Future directions in information technology
An interview with Paul Hamilton, Senior IT Officer, Shire of Busselton Western Australia
With most council’s ICT budget fairly tight, Paul Hamilton believes open source software (OSS) is definitely the way of the future.
OSS is software that can be downloaded free of charge but more importantly comes with the actual programming code. This means users can use, change and improve the software to suit their needs, and redistribute it in modified or unmodified form.
Paul says the aim of OSS is to make products more understandable, modifiable, duplicatable, reliable and to an open standard. Moreover it is often developed in a public, collaborative manner, with many users contributing to its content.

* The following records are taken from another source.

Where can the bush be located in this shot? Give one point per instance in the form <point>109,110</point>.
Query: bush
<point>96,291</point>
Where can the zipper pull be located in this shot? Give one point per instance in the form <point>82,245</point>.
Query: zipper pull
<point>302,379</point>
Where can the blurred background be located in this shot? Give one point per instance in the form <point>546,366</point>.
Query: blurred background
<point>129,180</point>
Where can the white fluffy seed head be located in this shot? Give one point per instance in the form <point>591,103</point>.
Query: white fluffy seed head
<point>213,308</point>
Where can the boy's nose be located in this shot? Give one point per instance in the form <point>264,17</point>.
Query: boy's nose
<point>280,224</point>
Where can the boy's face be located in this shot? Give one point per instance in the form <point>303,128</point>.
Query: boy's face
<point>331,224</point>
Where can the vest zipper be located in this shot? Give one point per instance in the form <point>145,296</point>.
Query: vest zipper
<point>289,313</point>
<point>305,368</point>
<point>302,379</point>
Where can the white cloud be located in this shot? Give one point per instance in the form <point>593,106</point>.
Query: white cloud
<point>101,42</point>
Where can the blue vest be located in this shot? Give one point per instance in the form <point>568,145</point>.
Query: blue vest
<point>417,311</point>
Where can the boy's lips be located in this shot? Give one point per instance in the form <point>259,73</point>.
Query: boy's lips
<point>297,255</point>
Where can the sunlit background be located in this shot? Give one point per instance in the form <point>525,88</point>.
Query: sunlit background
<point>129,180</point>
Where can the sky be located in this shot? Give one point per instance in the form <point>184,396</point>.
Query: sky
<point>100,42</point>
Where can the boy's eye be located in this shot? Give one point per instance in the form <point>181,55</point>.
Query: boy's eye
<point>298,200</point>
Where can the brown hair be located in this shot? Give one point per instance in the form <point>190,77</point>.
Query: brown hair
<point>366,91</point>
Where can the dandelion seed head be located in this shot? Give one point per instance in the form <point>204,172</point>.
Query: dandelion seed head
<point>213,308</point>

“A further issue is that across Local Government, ICT staff are often doing the same things,” he said. “This means we are reinventing the wheel time and time again.”
Calling for increased collaboration and sharing of successes, Paul Hamilton sees many opportunities from maximizing the use of OSS. He believes this should not only involve Local Government but Federal and State Governments as well.
He advocates that the Federal Government department responsible for ICT should select a specific OSS platform and then mandate that over a number of years all levels of governments move over to this.
“For example, if all Local Governments moved to Open Office, then over the next ten to 15 years this would deliver massive savings,” he said.
“If you include all Federal and State bodies then there is an enormous potential to cut costs.”
Australia wouldn’t be the first to embark on a journey like this, as the Brazilian, Russian and Chinese Governments made similar announcements.
Programs are also under way in Munich, Amsterdam and Bristol, and the German Foreign Ministry has announced that it is migrating its 11,000 desktops and servers to Linux as well.
He said that some closed source advocates see OSS as damaging to commercial software companies. However, Paul Hamilton points to alternative approaches such as:
- software vendors giving away their software and then charging for installation and support
- vendors having their software available as open source so that people will be more likely to purchase a related product or service from that vendor.
“Vendors over just a few version updates should be able to convert their programs to run on the common platform,” Paul Hamilton said.
He said that as well as cost savings, other benefits include common documentation standards, training advantages and resource sharing.
In Western Australia a group of ICT staff has been meeting regularly to progress the use of OSS in Local Government.
“We are using OSS called FreeMind which provides a graphic way to plot information and ideas,” Paul Hamilton said.
Paul will attend an Open Source conference in the USA next October and plans to discuss this concept further at the Coffs Harbour IT2009 conference in November.